地域政党サミットの参加政党8党の共著で、書籍「情報オープン・しがらみフリーの新勢力」を令和4年11月1日に出版しております。

私は、本編は執筆していませんが、間に挟まっているコラムを執筆しておりますので、出版社のご理解を得て、コラムを転載する形で地域政党が「なぜ無所属でも既成政党でもない選択をするのか」という点をお伝えできればと思います。


地域政党サミット 編「情報オープン・しがらみフリーの新勢力」

地域政党サミット 編「情報オープン・しがらみフリーの新勢力」

本書では、地域政党サミットに参加している地域政党京都党、地域政党ゆがわら、地域政党あしたのかわさき、地域政党ふくちやま、神戸志民党、地域政党情報公開こがねい、地域政党自由を守る会、みらい松山の各党の取り組みを掲載しています。

また、前和光市長の松本武洋氏と琉球大学教授の島袋純氏も「地域政党の存在意義」について、それぞれ執筆されています。


“地域政党”のメリット①(無所属との比較)

“地域政党”は、創立者1人しか議員がいないというケースもよくあります。特に立上げ期は、ほとんどの“地域政党”が1人からスタートです。1人ならば、“無所属”で良いのではないかと思われるかもしれません。そこで、“無所属議員”と比較した場合の“地域政党”のメリットを考えてみたいと思います。

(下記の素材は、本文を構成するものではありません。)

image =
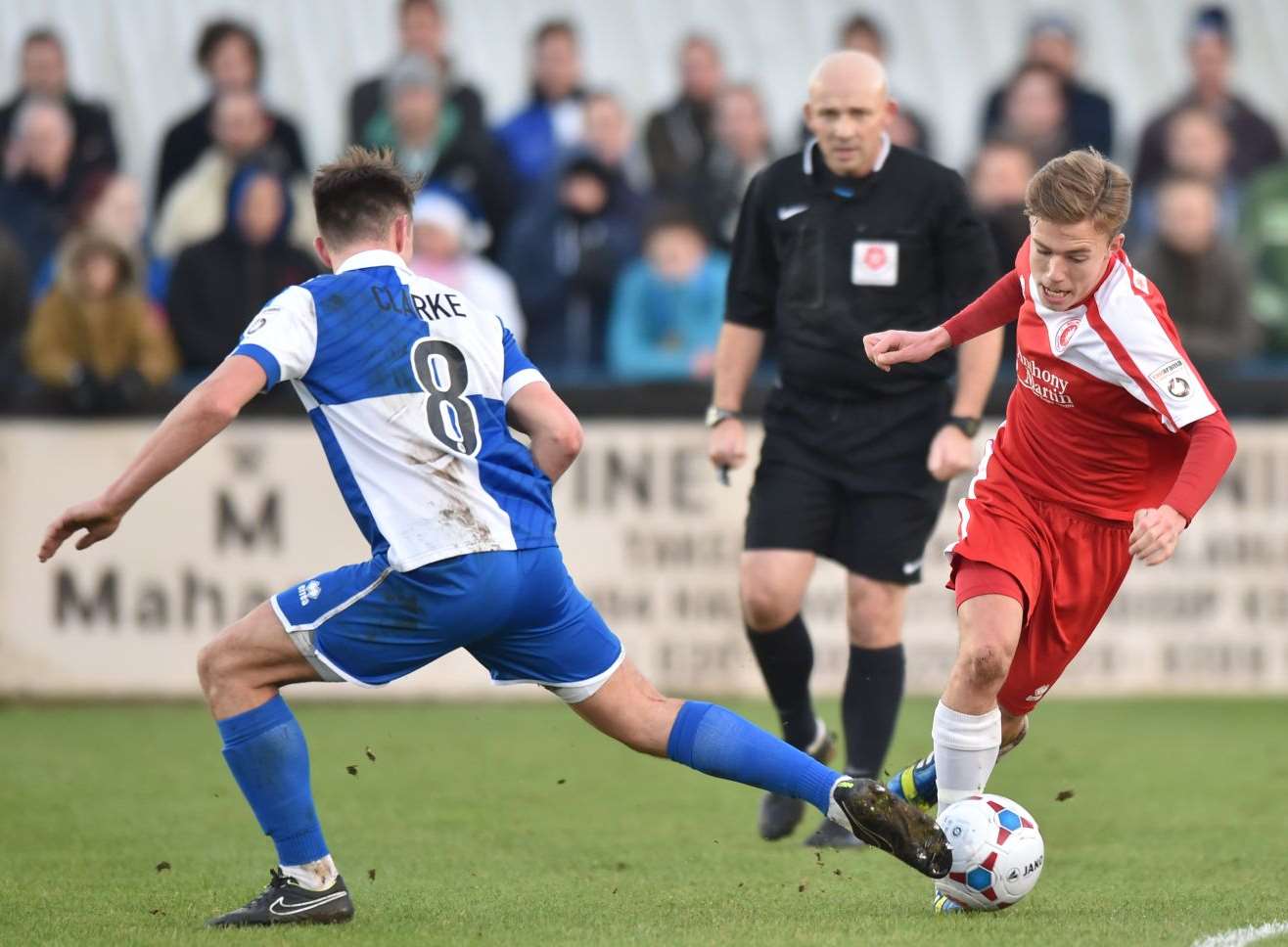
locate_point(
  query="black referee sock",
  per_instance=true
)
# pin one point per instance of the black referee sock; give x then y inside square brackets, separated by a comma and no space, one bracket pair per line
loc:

そもそも“政党”というのは、「同じ政治的意見を持つ人々が、その意見を実現するためにつくる団体」のことを言います。“政党”は議員の集まりではありません。“政党”に所属する人を党員と呼びますが、議員も民間の有権者も党員として一緒に“政党”の党勢拡大を行い、政治的目的を実現するのが本来の姿です。“政党”の代表や執行部が民間人でも全く問題ないのです。

“無所属議員”にも、党員とイメージが近い存在として“後援会”があります。“後援会”は「議員の活動を支援あるいは支持する人が集まる団体」です。一緒に政治的目的を実現する党員とは立ち位置が違い、あくまで支援者に留まります。これは、言葉の問題だけでなく、実態としてもそうだと感じます。

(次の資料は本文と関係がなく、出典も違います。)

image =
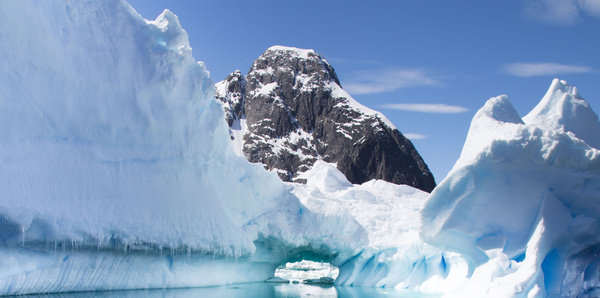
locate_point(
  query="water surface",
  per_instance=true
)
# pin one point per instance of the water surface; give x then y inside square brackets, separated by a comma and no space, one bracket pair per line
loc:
[246,290]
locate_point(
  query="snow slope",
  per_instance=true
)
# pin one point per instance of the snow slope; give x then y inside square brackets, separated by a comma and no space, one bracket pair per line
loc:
[117,172]
[394,254]
[116,162]
[521,205]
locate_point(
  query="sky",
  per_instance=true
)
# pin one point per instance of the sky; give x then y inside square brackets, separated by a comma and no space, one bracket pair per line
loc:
[427,65]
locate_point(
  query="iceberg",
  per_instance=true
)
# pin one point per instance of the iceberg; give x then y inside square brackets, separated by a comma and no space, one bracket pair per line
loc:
[117,172]
[521,205]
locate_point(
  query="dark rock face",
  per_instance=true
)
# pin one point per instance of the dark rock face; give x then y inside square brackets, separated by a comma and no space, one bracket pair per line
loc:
[291,111]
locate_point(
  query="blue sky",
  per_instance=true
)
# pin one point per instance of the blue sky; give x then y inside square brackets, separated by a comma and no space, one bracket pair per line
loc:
[427,65]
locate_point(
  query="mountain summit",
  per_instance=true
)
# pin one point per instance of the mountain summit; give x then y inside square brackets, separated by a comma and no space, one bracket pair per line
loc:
[290,111]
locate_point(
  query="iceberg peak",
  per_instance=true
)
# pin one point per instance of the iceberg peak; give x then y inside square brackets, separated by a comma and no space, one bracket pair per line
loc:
[564,110]
[168,33]
[501,109]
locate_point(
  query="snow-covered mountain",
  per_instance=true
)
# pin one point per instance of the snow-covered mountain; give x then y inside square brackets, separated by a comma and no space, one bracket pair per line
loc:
[117,172]
[290,111]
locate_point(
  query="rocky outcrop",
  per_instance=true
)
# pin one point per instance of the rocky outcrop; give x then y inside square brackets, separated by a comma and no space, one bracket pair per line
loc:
[290,110]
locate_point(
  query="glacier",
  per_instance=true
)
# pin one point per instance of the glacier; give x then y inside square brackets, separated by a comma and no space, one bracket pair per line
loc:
[117,172]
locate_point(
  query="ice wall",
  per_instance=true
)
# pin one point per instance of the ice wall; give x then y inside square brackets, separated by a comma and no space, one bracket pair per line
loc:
[521,205]
[116,168]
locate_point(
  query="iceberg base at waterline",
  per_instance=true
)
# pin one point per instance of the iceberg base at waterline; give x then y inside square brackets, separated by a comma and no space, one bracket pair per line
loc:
[117,172]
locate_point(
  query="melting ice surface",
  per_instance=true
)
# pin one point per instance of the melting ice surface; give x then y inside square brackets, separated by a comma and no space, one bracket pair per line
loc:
[117,172]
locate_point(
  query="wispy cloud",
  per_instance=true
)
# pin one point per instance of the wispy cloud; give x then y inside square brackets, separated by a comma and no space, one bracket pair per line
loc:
[415,136]
[543,69]
[389,79]
[562,12]
[437,108]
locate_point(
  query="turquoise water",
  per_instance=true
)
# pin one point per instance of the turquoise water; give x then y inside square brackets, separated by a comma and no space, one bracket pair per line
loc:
[247,290]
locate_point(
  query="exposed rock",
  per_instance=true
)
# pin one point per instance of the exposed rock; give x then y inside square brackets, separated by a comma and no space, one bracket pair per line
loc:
[291,110]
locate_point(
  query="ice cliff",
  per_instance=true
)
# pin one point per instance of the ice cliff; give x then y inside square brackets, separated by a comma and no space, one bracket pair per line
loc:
[117,172]
[116,167]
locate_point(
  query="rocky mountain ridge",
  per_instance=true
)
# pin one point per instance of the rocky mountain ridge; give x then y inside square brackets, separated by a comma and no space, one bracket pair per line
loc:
[290,111]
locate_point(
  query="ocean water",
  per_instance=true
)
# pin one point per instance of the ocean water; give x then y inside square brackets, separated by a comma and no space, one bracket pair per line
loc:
[246,290]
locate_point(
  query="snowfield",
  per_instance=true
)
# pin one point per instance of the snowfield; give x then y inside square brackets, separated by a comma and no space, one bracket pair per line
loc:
[117,172]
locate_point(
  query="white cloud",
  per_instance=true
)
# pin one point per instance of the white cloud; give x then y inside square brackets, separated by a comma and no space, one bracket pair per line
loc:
[543,69]
[562,12]
[438,108]
[386,80]
[415,136]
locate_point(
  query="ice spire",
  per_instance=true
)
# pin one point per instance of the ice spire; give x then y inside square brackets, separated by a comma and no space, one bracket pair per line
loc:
[564,110]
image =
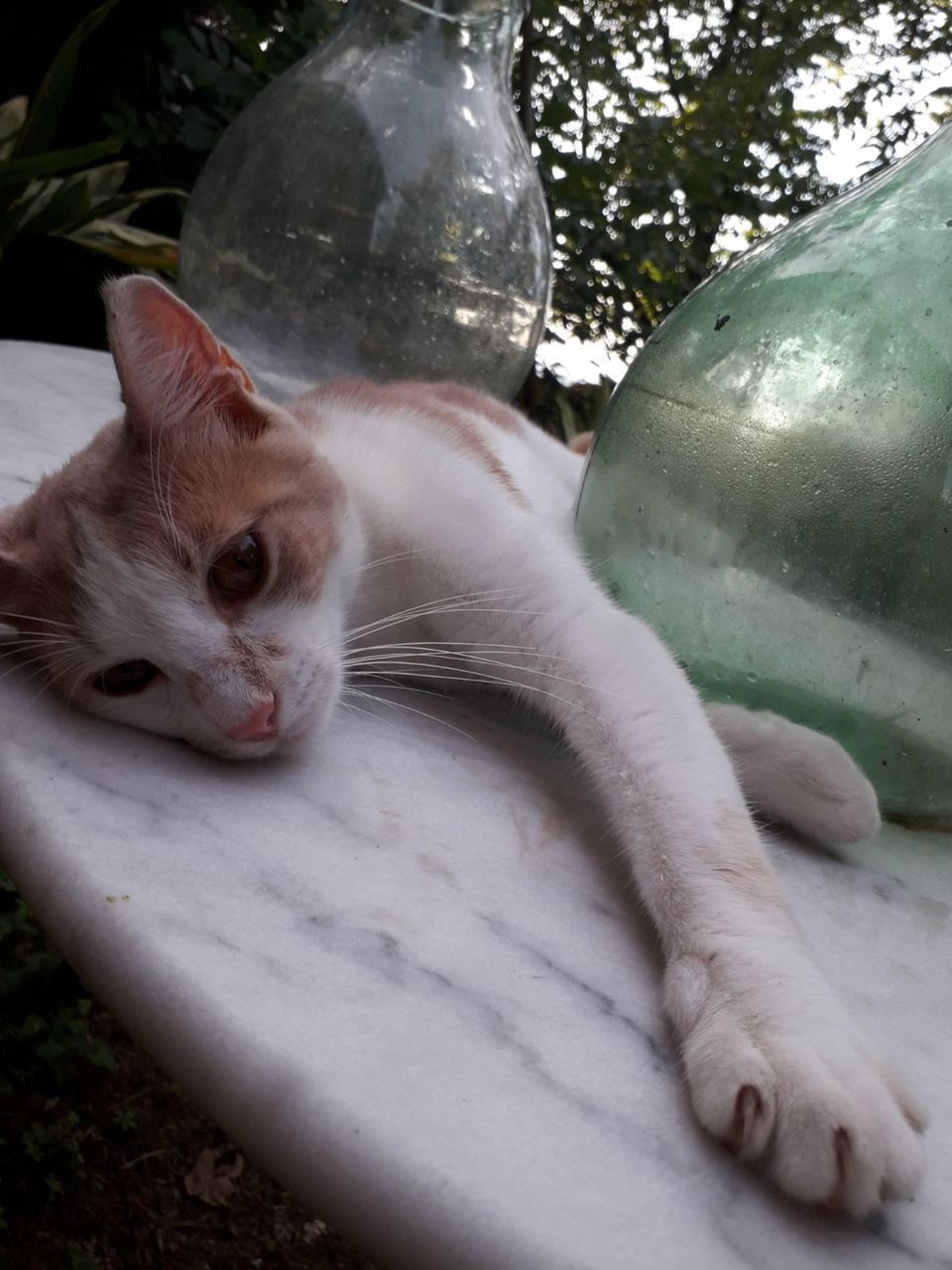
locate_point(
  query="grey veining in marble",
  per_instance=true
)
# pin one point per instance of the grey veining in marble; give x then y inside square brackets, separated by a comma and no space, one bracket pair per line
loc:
[405,973]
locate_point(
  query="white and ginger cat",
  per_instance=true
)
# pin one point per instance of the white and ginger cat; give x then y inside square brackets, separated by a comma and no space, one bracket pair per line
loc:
[199,571]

つまり、“地域政党”の1番のメリットは、「この指とまれ」の仲間集めができることです。綱領や政党理念・基本政策を掲げ、議員・議員候補・民間人を問わず賛同する仲間を集め、活動の幅を広げていくことができます。“無所属議員”同士で、会派を組むことはできますが、それぞれの“議員”の後援会の方々が結束することはできません。

最後に、戦術的な話です。公職選挙法の規定により、選挙期間外も“地域政党”の街宣車を走らすことができたり、選挙期間中に“地域政党”のチラシを配ることができたりと“地域政党”だからできる戦術的なメリットもあります。

また、複数候補者が立候補することができれば、統一の政策やデザインを活用することで、党のブランディングになり、有権者に存在や政策をより認識してもらいやすくなるという点も大きなメリットです。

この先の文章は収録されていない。